Predictions about China’s international prospects range from jubilant to apocalyptic. Both sides have a point: in recent decades, China’s global engagement leapt from virtual zero to decent, then started to decline, according to recent studies by McKinsey. China has surpassed its post-mayhem reconstruction phase and now joins worldwide trends including the inward turn endearingly labelled ‘slowbalisation’ by economists. But there are two vital factors defining foreign business in China despite ‘slowbalisation’ and Beijing’s protectionist policies. First, how essential multinational companies have become for the daily lives of Chinese people, especially in deeply personal aspects of consumption like food, clothes and skincare. Second, that global firms specialise in spotting market gaps and filling them fast. Problems that repel expats from China also present multibillion-dollar business opportunities, reminds Shaun Rein in a book on the topic. Pollution boosts sales of purification equipment, medicine and food. A struggling education system powers the multimillion migration of Mainland students. Chinese people are willing to pay foreign firms a surcharge for locally unavailable information. Bottom line: Good.
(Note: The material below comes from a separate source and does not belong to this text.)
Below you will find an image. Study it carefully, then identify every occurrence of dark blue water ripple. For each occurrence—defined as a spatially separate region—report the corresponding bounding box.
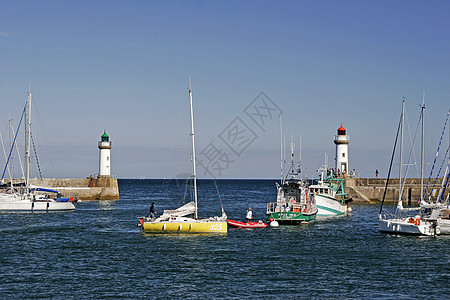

That doesn’t mean that Deng Xiao Ping-style ‘reform and opening’ will continue or return (depending on your present assessment). ‘Slowbalisation’ continues regardless of China’s reforms or protectionism. That calls for a new kind of multinational expat: neither the technical middle-manager of yesteryears, nor the bright-eyed Mandarin speaking innovators targeted by Beijing’s new visa policies. The necessary profile must include strengths from both profiles while avoiding their drawbacks. Typical ‘old China hands’ brought lots of experience but only stayed for a couple of years. They rubbed shoulders with mechanics and millionaires from Hong Kong to Heilongjiang, but spoke no Chinese. New arrivals often speak Mandarin, but mostly with the privileged urban elite of top-tier cities where they reside and work. They also bring fewer years of experience. Leading multinationals in China already commission people with the right competencies. People with either existing language skills or the talent to learn Chinese fast. People who can network far and wide across social divisions. People with enough business experience to maintain the critical attitude necessary for tough decisions. Helping firms find and develop such expat leaders is what fills most of my working hours.